Abstract
Humans can learn to perform multiple tasks in succession over the lifespan (“continual” learning), whereas current machine learning systems fail. Here, we investigated the cognitive mechanisms that permit successful continual learning in humans. Unlike neural networks, humans that were trained on temporally autocorrelated task objectives (focussed training) learned to perform new tasks more effectively, and performed better on a later test involving randomly interleaved tasks. Analysis of error patterns suggested that focussed learning permitted the formation of factorised task representations that were protected from mutual interference. Furthermore, individuals with a strong prior tendency to represent the task space in a factorised manner enjoyed greater benefit of focussed over interleaved training. Building artificial agents that learn to factorise tasks appropriately may be a promising route to solving continual task performance in machine learning.

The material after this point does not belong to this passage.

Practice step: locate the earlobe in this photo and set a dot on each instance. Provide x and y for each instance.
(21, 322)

Significance Statement Humans learn to perform many different tasks over the lifespan, such as speaking both French and Spanish. The brain has to represent task information without mutual interference. In machine learning, this "continual learning" is a major unsolved challenge. Here, we studied the patterns of errors made by humans and state-of-the-art deep networks whilst they learned new tasks from scratch and without instruction. Humans, but not machines, seem to benefit from training regimes that focussed on one task at a time, especially when they had a prior bias to represent stimuli in a way that facilitated task separation. Machines trained to exhibit the same prior bias suffered less interference between tasks, suggesting new avenues for solving continual learning in artificial systems.